Polymer recyclers tell us stability and process aid qualities have never been more critical as secondary resins shift toward higher loadings of functional additives. We’ve worked out specific models for these new realities, prioritizing compounding ease and the elimination of moisture-sensitive fines that promote defects.
As direct manufacturers, we receive feedback from compounding technicians, production supervisors, and R&D scientists—not just procurement offices. This helps us notice trends before they hit the market, like the rise in demand for phthalate-free, lead-free additives, and the migration of rubber compounding to ever-lower VOC limits. Our technical liaison group regularly visits customer plants to see compounded batches in action, spot quality or flow issues, and propose on-the-spot process tweaks that help our partners dial in the right formulations for their output goals.
One case, a cable insulation plant, brought us a recurring problem: filler-induced pinhole defects at high extrusion rates. Working hands-on with their team, we adjusted particle distribution, sifting steps, and blending order on the fly. After site trials, pinholes dropped by more than 80%, improving yield and reducing downtime.
Such improvements don’t come out of the laboratory alone—they depend on open information sharing, prompt technical support, and a willingness to customize nothing less than the entire supply program. It’s direct involvement that keeps us from falling into the trap of treating wollastonite as a simple bulk mineral, instead responding to the realities of production line variability.

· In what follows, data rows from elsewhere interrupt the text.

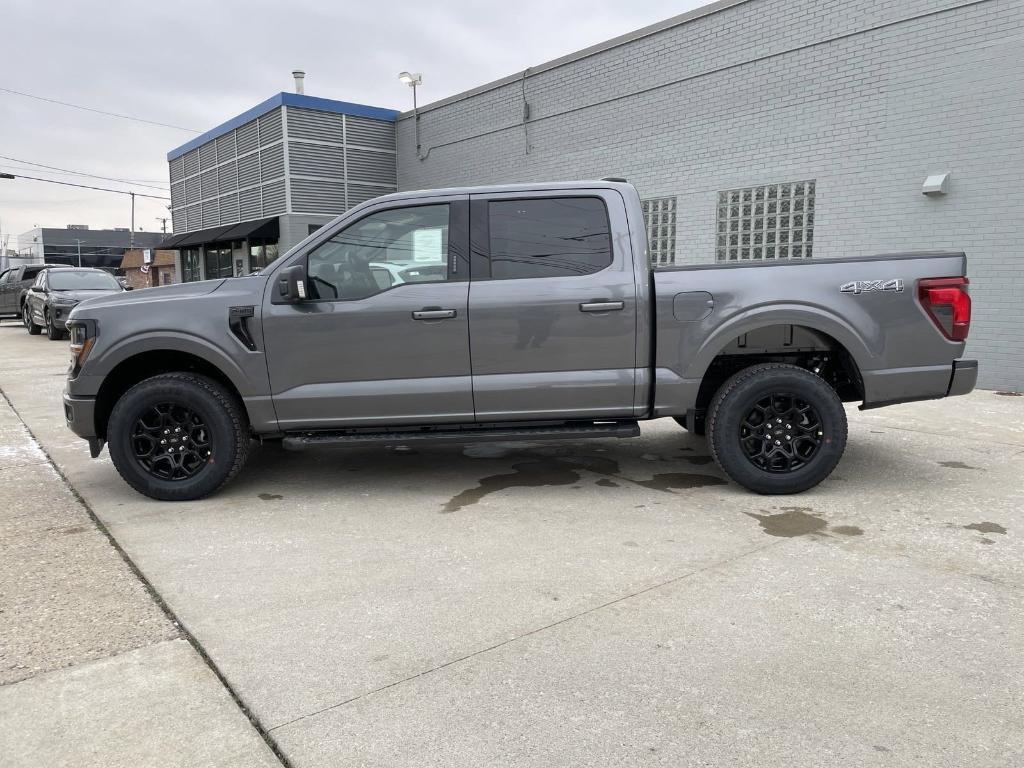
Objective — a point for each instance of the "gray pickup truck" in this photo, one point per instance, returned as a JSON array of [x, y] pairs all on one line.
[[510, 312]]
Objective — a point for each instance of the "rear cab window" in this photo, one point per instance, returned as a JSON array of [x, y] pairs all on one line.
[[548, 237]]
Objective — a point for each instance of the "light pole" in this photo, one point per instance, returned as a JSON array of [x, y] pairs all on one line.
[[412, 80]]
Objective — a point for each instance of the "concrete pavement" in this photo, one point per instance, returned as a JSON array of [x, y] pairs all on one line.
[[92, 672], [598, 603]]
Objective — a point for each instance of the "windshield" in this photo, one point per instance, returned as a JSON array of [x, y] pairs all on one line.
[[72, 280]]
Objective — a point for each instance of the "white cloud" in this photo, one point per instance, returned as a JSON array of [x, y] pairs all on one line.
[[198, 64]]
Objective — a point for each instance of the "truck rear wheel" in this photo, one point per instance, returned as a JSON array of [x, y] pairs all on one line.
[[776, 428], [177, 436]]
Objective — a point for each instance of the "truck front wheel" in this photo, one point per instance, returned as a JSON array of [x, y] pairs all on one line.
[[776, 428], [177, 436]]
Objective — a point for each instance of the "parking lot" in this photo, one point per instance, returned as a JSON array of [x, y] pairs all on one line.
[[596, 603]]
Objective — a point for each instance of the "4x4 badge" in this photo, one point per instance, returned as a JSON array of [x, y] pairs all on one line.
[[867, 286]]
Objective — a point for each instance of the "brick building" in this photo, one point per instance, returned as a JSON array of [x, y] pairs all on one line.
[[753, 129], [160, 270], [845, 107]]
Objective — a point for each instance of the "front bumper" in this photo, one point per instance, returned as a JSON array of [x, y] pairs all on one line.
[[964, 378], [60, 312], [80, 416]]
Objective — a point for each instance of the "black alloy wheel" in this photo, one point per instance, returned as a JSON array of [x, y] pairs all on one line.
[[781, 433], [178, 436], [171, 441], [776, 428]]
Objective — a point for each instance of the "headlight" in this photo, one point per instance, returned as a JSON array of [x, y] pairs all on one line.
[[83, 337]]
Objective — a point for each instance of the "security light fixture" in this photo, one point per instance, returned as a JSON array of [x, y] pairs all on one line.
[[413, 79], [936, 184]]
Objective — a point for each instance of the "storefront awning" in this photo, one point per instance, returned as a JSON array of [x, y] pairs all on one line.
[[203, 236], [261, 228], [171, 243]]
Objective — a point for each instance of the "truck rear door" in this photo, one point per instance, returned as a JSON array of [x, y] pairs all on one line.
[[552, 306]]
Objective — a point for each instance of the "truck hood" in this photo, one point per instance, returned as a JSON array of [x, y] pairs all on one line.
[[145, 295]]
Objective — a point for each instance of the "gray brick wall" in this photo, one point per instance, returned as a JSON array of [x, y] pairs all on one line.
[[865, 96]]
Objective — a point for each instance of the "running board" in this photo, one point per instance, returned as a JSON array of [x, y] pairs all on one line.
[[460, 434]]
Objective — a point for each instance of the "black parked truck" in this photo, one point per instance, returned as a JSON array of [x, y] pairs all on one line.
[[14, 283], [524, 311]]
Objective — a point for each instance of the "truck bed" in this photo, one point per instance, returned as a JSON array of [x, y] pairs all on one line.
[[867, 305]]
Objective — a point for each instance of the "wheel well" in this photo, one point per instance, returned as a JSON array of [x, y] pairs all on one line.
[[798, 345], [130, 372]]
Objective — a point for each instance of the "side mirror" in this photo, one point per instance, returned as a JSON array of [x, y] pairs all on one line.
[[292, 284]]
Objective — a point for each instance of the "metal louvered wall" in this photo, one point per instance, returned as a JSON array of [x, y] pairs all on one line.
[[290, 160], [338, 161]]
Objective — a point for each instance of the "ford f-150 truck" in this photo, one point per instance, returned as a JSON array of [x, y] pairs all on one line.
[[511, 312]]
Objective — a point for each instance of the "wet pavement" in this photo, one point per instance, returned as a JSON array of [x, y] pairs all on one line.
[[604, 602]]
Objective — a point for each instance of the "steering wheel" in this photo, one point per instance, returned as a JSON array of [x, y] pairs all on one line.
[[321, 281]]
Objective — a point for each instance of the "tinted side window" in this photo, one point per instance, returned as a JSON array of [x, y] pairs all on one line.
[[382, 251], [552, 238]]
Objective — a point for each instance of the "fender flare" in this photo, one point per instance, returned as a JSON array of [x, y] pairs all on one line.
[[175, 341], [862, 350]]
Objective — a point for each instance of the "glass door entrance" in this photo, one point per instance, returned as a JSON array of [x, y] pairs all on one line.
[[218, 261]]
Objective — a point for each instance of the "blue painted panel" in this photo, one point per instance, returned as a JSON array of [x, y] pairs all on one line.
[[287, 99]]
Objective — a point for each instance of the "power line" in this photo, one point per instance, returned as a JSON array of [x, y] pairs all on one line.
[[86, 186], [82, 173], [98, 112]]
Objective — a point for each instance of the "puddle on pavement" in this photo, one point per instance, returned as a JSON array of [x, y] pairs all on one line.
[[565, 470], [670, 481], [791, 522], [525, 474], [986, 527]]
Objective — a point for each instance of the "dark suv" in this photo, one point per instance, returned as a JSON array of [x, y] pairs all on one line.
[[13, 285], [56, 292]]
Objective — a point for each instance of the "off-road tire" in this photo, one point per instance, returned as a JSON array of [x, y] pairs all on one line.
[[220, 412], [30, 324], [738, 395]]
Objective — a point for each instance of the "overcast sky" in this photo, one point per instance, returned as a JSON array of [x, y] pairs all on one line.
[[199, 64]]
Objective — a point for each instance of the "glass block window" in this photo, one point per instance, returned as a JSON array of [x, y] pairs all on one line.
[[774, 221], [659, 217]]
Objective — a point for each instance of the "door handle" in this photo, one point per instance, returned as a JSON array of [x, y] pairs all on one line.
[[601, 306], [427, 313]]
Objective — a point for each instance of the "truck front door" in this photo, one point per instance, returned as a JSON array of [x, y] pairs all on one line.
[[7, 289], [552, 305], [383, 337]]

Making high-quality wollastonite for plastics and rubber isn’t without challenges. Global mineral sourcing, environmental restrictions, and transport volatility hit every part of supply. As regulations tighten around dust, heavy metals, and microplastics, the pressure to maintain both high throughput and low footprint continues to rise.
We set aside significant investment every year to upgrade dust-capture, water recycling, and site remediation efforts. Mine-site environmental monitoring and local engagement are a constant part of our annual plan, as many of our workforce come from the surrounding community. Commitment to sustainability also means working with customers to retool their processes—shipping in bulk returnable packaging or blended pre-compounds to lower total handling and waste.

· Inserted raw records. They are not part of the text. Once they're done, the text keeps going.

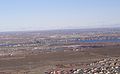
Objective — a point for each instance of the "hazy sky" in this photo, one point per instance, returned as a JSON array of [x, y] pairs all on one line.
[[19, 15]]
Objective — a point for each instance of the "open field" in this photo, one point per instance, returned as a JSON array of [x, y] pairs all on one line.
[[39, 63]]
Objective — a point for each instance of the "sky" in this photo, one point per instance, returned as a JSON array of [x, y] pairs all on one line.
[[25, 15]]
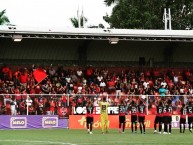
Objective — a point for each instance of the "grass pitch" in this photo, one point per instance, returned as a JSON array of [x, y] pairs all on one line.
[[81, 137]]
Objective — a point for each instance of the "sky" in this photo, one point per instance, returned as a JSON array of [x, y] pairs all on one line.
[[54, 13]]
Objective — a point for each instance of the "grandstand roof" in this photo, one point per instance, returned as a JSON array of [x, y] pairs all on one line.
[[96, 34]]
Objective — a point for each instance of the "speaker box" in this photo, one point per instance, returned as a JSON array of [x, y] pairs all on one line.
[[141, 61]]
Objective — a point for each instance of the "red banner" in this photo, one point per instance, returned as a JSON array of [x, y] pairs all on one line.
[[39, 75], [79, 121]]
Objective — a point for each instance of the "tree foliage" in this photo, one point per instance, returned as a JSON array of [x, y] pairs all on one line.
[[3, 19], [148, 14]]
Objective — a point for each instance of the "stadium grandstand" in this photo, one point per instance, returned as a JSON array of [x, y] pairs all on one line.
[[56, 68]]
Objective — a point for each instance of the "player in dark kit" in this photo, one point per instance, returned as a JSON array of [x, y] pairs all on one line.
[[133, 108], [190, 117], [183, 113], [89, 116], [122, 118], [141, 116], [167, 117], [159, 118]]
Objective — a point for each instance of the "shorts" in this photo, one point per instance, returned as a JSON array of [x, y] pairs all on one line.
[[158, 119], [190, 119], [133, 118], [167, 119], [122, 119], [89, 120], [182, 120], [141, 119]]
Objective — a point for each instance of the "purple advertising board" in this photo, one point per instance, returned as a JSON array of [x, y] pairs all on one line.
[[32, 122]]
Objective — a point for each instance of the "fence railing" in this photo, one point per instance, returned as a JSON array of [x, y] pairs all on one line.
[[42, 104]]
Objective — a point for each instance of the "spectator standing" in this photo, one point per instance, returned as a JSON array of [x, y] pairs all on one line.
[[89, 116], [159, 117], [141, 116], [190, 117], [122, 118], [104, 115], [133, 108], [183, 112]]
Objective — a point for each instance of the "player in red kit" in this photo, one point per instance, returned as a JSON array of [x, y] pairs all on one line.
[[141, 116], [159, 118], [122, 118], [89, 116], [190, 117], [133, 108], [167, 117], [183, 112]]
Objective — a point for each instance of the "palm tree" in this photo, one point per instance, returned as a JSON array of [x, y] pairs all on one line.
[[75, 22], [110, 2], [3, 19]]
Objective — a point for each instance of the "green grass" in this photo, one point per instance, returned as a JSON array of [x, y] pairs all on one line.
[[80, 137]]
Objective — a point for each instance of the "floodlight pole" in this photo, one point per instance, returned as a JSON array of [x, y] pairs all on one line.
[[167, 19]]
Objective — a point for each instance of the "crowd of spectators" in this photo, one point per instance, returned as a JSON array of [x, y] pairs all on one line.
[[74, 86]]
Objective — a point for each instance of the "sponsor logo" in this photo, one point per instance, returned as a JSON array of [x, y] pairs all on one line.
[[49, 122], [18, 122], [82, 110]]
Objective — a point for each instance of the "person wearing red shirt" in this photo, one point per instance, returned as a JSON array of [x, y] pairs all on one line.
[[167, 117], [141, 115], [183, 112], [89, 116], [52, 107], [190, 115], [159, 117], [122, 118], [133, 108]]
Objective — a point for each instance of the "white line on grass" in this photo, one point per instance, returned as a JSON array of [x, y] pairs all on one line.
[[40, 142]]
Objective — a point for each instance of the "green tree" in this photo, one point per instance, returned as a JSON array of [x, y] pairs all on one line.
[[75, 23], [110, 2], [3, 19], [148, 14]]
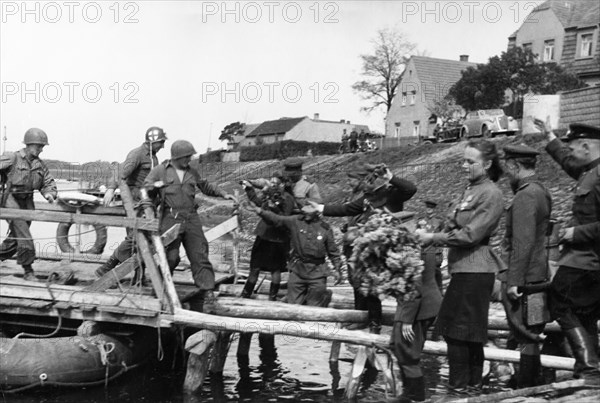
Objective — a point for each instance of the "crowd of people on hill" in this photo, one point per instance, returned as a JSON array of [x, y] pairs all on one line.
[[292, 236]]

Supply chain transparency now carries as much weight as a technical data sheet. To this end, our tracking systems cover both cradle-to-gate and road-to-port steps, including third-party transparency audits for key customers. This delivers both peace of mind and genuine proof for brands reporting to regulatory bodies or consumer watchdogs.
Supplying wollastonite for plastic and rubber has never been a matter of just filling an order. Long-term business grows from real problem-solving and the discipline of continual improvement. We keep in touch with engineers refitting old extrusion lines to handle bio-polymers, product owners dealing with more rigorous toxicity screening, and procurement teams facing global cost competition. Keeping ahead of both compliance demands and emerging polymer trends means never resting on yesterday’s process or specification.
Through open technical communication, strict process controls, and ongoing investment in both safety and environmental performance, we look ahead not just to the next quarter, but to industry longevity. Our partners depend on stable, high-performance mineral supplies so they can build better products, improve factory reliability, and deliver value to their own customers. We treat this responsibility with the seriousness it deserves, working every day—from mine to mill to final shipment—to shape wollastonite that meets real-world needs, not just a checklist or datasheet.